20. April 2011 14:46
The president of ECOtality presented their case for why electric vehicles are here to stay.
Jonathan Read, President and CEO, ECOtality
) presented today at Automation & Power World with the title, "Electric vehicles: are they for real?". He began with a bit of history: Thomas Edison built the first electric sedan (1913) and first electric convertible (1914). However, electric vehicles soon gave way to internal combustion engine (ICE) vehicles because gas became cheaper than electricity, and the electricity market was fragmented. In the 1990's there were many electric car projects, but they all failed. Some reasons:
- No official EVSE inlet/connector standard
- Inability to create universal public charging networks
- DC power fast charge limited to fleet trials
- Gasoline was relatively inexpensive
- Battery technology was not ready for prime time (lead acid, very heavy)

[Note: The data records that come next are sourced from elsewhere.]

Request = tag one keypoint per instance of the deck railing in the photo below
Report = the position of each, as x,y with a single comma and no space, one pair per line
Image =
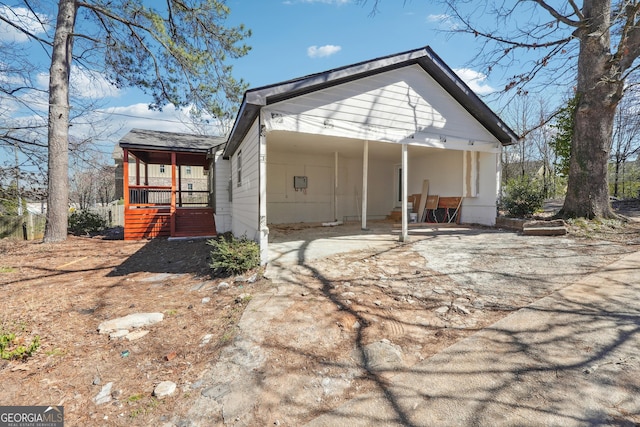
153,196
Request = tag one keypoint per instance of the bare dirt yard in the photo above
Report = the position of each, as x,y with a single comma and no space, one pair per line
385,305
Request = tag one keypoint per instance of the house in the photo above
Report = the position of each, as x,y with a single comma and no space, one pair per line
160,196
353,143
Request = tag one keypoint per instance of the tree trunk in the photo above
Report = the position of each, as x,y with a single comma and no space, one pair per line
58,172
598,95
616,178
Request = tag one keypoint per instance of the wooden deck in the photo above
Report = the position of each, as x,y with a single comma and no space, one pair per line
152,211
151,222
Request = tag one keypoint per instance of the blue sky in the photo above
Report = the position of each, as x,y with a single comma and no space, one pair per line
291,38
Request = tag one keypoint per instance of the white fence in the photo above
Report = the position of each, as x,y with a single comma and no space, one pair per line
113,214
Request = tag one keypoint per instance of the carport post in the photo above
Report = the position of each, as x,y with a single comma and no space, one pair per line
404,236
335,186
365,173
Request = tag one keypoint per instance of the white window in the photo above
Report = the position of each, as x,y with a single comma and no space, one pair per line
239,165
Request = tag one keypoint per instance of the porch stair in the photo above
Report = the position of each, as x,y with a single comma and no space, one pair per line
395,215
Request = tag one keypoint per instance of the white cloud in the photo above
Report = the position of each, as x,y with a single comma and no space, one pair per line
336,2
443,20
322,51
24,18
476,80
122,119
85,84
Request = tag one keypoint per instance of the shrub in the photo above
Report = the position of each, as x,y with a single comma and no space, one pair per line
523,197
231,255
11,348
85,222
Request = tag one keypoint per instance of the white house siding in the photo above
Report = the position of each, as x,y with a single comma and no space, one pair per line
316,204
284,203
443,169
221,174
391,106
244,205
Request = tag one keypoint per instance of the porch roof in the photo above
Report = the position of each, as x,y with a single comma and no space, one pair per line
155,147
255,99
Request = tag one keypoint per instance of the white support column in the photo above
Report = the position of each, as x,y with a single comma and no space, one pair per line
262,183
404,236
365,179
335,186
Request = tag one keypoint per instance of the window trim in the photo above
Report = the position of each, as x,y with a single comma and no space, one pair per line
239,168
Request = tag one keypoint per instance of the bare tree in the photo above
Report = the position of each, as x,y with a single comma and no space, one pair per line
177,55
592,46
626,138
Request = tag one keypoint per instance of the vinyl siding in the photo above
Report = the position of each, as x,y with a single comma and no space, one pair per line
406,100
244,206
222,170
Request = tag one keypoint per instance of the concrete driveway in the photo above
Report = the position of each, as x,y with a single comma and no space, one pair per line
570,357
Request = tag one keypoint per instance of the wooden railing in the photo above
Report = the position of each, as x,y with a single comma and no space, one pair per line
154,196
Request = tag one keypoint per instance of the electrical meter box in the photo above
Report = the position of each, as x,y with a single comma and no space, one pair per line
300,182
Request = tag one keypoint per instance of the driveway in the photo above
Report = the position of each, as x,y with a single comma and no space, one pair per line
459,326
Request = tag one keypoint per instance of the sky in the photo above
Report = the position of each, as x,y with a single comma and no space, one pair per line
290,38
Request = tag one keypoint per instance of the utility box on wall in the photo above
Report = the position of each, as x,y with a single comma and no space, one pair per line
300,182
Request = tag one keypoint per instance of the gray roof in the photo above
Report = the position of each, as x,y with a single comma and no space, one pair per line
169,141
255,99
155,147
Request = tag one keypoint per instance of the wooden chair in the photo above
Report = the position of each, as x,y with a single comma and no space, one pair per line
430,207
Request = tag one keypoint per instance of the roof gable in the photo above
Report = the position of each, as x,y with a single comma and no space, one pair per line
155,147
425,58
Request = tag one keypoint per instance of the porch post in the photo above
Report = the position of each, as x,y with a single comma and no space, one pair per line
404,236
263,229
179,185
335,186
125,178
365,179
137,171
172,210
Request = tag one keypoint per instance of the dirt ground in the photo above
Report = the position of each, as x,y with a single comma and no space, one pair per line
62,292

Mr. Read presented some facts on why ECOtality believes electric vehicles are ready to succeed:
- Better battery technologies
- 2010: Society of Automotive Engineers (SAE) J1772 standard established (240V/32A) for standard car charger
- Adopted by every major electric vehicle manufacturer
- Allows for universal Level 1 & 2 EVSE infrastructure
- Consumer demand for electric vehicles are at an all time high
- High gas prices
- National security and environmental considerations
- Assuming gas costs $3.50 per gallon and getting 25 mpg, your electric vehicle will cost between 1/3 to 1/4 of your current gas car. Ownership cost will also be much less; no oil changes, transmission fluid, or belts, just tires and wipers.

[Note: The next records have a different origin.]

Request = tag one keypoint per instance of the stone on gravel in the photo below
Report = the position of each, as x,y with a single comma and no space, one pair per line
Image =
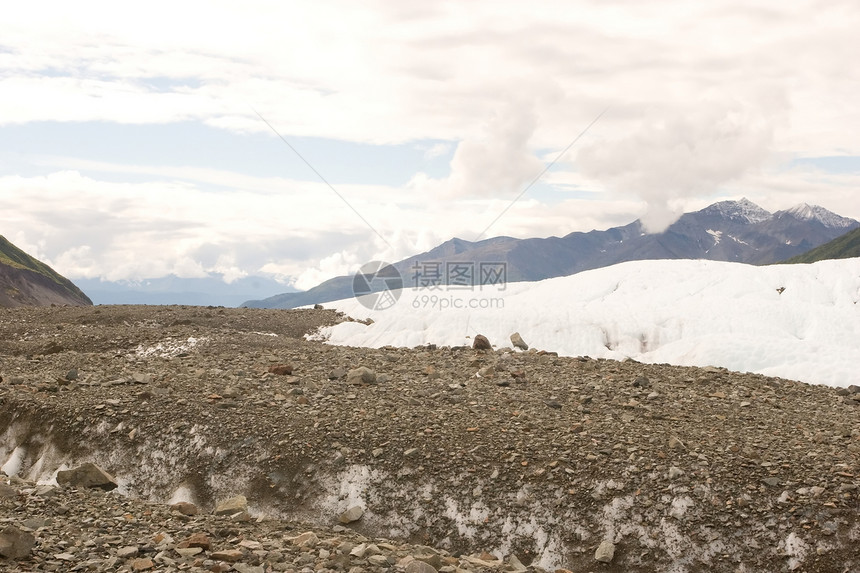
605,552
281,369
14,543
200,540
481,342
185,508
87,475
231,506
229,555
518,341
354,513
361,375
417,566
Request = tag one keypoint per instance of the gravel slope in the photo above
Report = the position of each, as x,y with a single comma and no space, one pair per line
508,453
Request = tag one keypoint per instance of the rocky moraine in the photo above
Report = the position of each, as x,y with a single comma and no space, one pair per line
213,439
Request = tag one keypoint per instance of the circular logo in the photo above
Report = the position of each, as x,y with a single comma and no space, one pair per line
377,285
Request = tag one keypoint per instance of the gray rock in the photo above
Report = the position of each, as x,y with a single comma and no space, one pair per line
16,544
518,341
128,551
354,513
87,475
361,375
418,566
337,373
233,505
515,565
605,552
481,342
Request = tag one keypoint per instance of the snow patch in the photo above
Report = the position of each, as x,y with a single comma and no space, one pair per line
168,348
682,312
716,235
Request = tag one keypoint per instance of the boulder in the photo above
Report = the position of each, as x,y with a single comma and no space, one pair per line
233,505
361,375
354,513
16,544
605,552
481,342
87,475
518,341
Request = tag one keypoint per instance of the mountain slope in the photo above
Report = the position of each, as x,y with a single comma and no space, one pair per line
846,246
25,281
735,231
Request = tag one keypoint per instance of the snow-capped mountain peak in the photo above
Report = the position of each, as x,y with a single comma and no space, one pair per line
742,210
807,212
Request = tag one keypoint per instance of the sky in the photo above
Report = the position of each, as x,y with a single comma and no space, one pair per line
300,140
799,322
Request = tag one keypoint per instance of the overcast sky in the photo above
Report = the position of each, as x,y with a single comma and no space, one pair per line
131,146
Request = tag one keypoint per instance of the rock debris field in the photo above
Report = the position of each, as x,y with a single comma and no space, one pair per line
210,439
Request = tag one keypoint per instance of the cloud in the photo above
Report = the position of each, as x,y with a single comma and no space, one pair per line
693,117
495,162
681,154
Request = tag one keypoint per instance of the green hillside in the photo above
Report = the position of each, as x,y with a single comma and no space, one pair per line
15,257
846,246
26,280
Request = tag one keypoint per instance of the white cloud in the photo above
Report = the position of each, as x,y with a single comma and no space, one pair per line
702,97
686,153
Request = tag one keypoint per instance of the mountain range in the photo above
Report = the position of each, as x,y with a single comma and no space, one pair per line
738,231
26,281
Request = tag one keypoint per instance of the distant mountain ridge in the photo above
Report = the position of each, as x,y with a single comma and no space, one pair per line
738,231
845,246
26,281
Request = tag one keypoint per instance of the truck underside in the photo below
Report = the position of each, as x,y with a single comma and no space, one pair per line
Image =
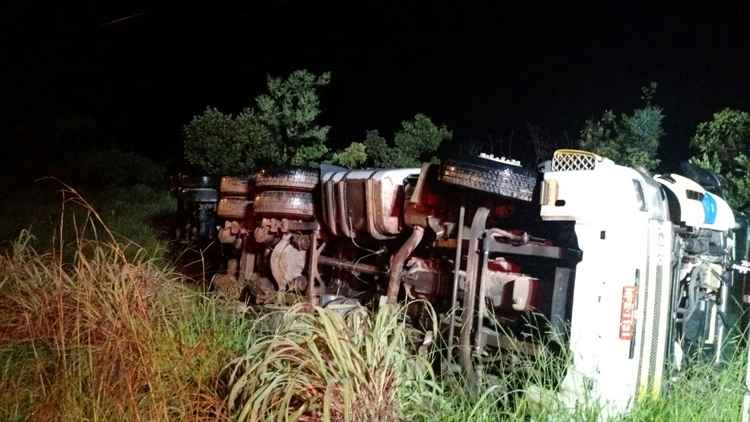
588,257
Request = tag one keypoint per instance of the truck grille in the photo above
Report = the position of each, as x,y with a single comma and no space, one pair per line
574,160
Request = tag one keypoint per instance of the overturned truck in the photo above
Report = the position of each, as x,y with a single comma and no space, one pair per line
629,272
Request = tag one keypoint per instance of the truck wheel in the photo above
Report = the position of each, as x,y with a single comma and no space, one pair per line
284,204
300,179
490,176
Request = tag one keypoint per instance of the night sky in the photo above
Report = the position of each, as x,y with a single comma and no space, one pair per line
138,72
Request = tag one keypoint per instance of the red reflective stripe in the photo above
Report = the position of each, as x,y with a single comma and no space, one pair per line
627,311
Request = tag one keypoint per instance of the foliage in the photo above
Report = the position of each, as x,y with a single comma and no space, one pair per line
215,143
628,139
289,111
107,337
722,145
279,129
108,168
353,156
417,141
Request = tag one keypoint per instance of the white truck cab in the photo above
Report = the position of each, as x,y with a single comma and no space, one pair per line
646,290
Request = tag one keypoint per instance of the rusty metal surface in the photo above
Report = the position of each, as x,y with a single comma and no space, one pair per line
289,178
351,266
239,186
297,205
467,317
313,294
385,202
234,208
456,273
397,263
287,263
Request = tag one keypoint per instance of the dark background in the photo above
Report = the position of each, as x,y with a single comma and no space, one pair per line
131,73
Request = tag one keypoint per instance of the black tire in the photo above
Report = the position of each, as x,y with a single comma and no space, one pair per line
284,204
490,176
300,179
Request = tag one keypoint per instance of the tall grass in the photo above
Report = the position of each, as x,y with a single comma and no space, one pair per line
101,334
314,363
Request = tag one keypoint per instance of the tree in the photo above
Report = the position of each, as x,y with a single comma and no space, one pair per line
353,156
279,129
289,111
213,143
722,145
417,141
628,139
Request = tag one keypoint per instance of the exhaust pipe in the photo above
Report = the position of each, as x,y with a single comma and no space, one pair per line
397,263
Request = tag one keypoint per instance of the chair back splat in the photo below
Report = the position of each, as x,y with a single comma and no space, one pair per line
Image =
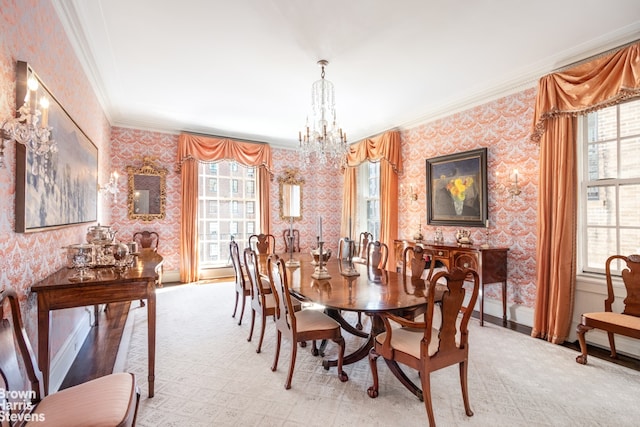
110,400
147,239
264,244
425,347
299,326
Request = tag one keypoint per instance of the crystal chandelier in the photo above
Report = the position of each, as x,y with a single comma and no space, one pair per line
28,129
321,137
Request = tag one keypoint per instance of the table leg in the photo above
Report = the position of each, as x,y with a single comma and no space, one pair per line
43,341
151,333
363,351
504,303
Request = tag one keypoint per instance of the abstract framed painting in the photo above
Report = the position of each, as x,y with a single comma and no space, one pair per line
457,189
57,189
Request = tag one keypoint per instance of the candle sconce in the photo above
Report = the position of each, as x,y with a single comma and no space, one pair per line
112,186
514,188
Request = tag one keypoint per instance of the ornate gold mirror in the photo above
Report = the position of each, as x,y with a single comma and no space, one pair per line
147,191
290,195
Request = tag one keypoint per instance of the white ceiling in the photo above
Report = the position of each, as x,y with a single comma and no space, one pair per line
244,68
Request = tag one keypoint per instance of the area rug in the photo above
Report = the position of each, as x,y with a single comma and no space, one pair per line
207,374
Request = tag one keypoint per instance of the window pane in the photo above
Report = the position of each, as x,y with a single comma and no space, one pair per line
602,244
629,205
630,119
603,160
629,241
602,124
629,158
601,206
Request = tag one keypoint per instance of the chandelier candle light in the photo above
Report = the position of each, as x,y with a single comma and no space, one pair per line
27,129
322,137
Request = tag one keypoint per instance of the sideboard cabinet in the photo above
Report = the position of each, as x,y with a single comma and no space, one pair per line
490,263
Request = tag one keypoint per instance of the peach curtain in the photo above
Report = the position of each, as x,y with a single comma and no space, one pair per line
195,148
561,98
386,149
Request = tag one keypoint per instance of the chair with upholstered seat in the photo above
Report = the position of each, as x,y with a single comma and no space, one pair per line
625,323
147,239
296,239
263,244
426,347
299,326
111,400
243,287
262,301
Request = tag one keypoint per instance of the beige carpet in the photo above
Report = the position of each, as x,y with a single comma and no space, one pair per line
207,374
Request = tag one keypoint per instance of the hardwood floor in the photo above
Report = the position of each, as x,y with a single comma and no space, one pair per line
98,353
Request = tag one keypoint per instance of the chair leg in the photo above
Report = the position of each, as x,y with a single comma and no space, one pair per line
465,389
612,344
235,308
277,355
253,321
244,301
373,390
341,374
425,379
264,325
581,330
292,365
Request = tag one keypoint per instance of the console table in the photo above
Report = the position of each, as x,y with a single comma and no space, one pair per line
490,263
56,292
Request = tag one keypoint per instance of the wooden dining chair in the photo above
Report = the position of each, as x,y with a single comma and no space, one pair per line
262,301
298,326
263,244
425,347
296,239
110,400
147,239
363,244
243,286
625,322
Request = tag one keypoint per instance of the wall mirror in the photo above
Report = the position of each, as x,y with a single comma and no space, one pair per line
147,191
291,195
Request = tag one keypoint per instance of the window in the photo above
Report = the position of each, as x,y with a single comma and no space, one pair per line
369,197
221,212
610,185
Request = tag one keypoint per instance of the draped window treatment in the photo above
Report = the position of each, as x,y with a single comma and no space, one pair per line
386,149
195,148
563,96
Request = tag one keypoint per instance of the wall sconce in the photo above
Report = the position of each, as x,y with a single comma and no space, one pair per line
410,194
112,186
514,189
27,129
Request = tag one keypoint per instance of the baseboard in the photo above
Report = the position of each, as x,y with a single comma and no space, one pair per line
62,361
515,313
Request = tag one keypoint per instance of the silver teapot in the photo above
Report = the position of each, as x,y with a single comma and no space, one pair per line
100,234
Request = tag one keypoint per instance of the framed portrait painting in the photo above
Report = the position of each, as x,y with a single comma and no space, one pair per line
60,188
457,189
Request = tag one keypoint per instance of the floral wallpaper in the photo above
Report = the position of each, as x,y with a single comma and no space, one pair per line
30,31
503,126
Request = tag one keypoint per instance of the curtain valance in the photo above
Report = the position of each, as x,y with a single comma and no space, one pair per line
385,146
208,149
587,87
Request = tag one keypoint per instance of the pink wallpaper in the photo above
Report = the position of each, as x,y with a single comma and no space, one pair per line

The current North American Standards for charging are set, except for fast charging. The DC fast charge standard is still undefined, however ECOtality is using the existing Japanese standard. Mr. Read believes this will become the de facto standard in the Western world. All Japanese OEMS have adopted the CHAdeMO. The SAE also working on DC fast charge standard.

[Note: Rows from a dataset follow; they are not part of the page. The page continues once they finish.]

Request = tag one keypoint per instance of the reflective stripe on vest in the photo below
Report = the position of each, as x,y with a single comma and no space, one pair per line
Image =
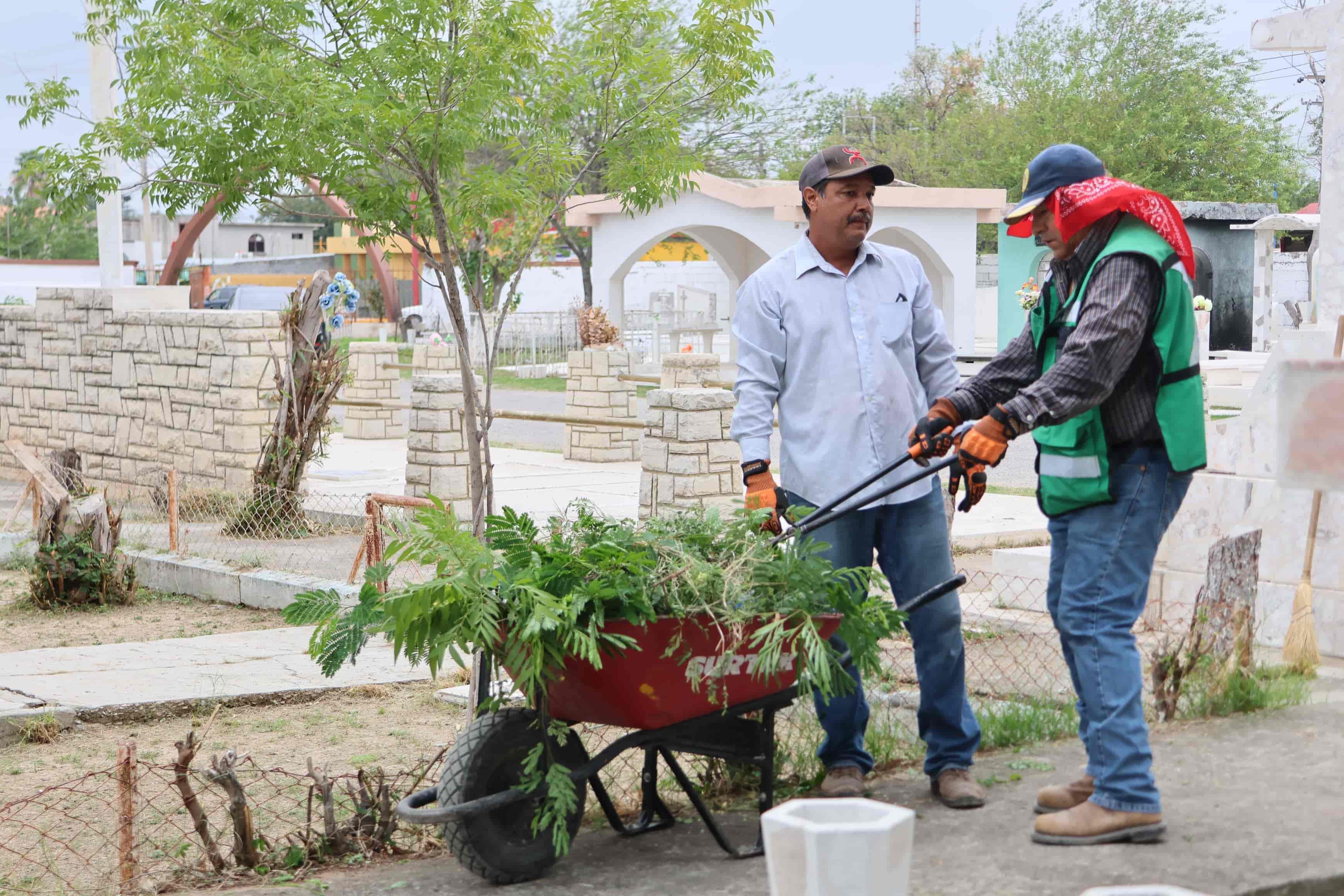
1070,468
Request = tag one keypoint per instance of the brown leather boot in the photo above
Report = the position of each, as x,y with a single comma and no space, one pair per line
1088,824
957,789
1061,797
846,781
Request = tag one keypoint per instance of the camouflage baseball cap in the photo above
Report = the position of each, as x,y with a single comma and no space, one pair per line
842,162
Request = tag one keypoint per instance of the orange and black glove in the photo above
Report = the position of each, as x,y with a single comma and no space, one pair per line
762,494
983,446
932,436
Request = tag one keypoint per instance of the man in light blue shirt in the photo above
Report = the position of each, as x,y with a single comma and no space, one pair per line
843,336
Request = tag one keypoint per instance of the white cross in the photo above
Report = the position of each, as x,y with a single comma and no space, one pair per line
1313,30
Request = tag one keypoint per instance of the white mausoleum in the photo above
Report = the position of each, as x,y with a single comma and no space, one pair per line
744,224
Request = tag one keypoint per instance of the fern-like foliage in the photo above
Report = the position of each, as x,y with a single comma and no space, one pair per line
540,598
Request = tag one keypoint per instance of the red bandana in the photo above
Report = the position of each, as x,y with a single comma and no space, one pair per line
1081,205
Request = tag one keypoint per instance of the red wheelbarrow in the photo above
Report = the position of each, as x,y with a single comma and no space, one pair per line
664,696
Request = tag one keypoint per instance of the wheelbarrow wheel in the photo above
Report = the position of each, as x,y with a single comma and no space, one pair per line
488,759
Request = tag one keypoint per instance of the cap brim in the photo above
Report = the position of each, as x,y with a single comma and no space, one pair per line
882,175
1025,207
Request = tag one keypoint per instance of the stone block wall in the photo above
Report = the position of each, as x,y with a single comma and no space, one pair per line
593,390
689,460
436,456
373,384
433,359
135,391
690,370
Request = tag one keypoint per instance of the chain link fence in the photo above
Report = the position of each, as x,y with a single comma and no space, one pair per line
69,837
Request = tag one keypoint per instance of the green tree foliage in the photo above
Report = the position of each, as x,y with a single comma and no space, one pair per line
34,229
436,120
1140,82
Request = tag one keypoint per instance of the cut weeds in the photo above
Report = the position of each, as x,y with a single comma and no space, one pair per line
541,600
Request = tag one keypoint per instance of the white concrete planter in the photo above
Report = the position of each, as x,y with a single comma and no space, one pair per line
839,847
1202,323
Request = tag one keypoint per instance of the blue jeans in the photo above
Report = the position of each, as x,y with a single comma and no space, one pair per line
915,554
1100,562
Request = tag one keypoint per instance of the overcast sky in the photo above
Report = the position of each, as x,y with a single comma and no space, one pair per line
39,44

Some current electric vehicles available today in North America:
- Nissan Leaf
- GM Volt
- BMW ActiveE
- Ford Transit Connect
- Ford Focus Electric
- Mitsubishi i-MiEV
- Toyota Prius
- Daimler Smart
- Toyota RAV4-EV
While the United States is targeting 10% of vehicle production being electric vehicles by 2020, by 2015, China will be building more electric cars than the US will be building cars. China is planning on 35% of vehicle production being electric vehicles by 2020.
To bring the discussion around to the audience at Automation & Power World, Mr. Read emphasized that electric vehicles will impact the grid if not managed correctly:
- A typical home consumes 2-5 kW
- Residential EVSE will use 3.3-6.6 kW (@240V/32A)
- DC Fast Charging will use up to 60kW for passenger cars
- Consumer demographics will lead to neighborhood clustering
ECOtality, which ABB has a 20% stake, offers solutions for utilities to help them understand what it will take to build up infrastructure to handle electric vehicles. Called the EV Micro-Climate program, it involves community planning, road mapping, and infrastructure implementation. They even help with parking planning, such as tickets for parking too long in charging stations.
The key to ECOtality's success is it's Blink charging stations, which have real-time communications built-in to allow both utilities and car owners to plan when to charge their cars to maximize convenience, pricing, and grid load. The residential level chargers also include apps for smart phones so charging can be remotely managed.
Commercial charging stations are being deployed in 18 cities nationwide, including retail locations such as Best Buy, Kroger, BP, and 7-Eleven.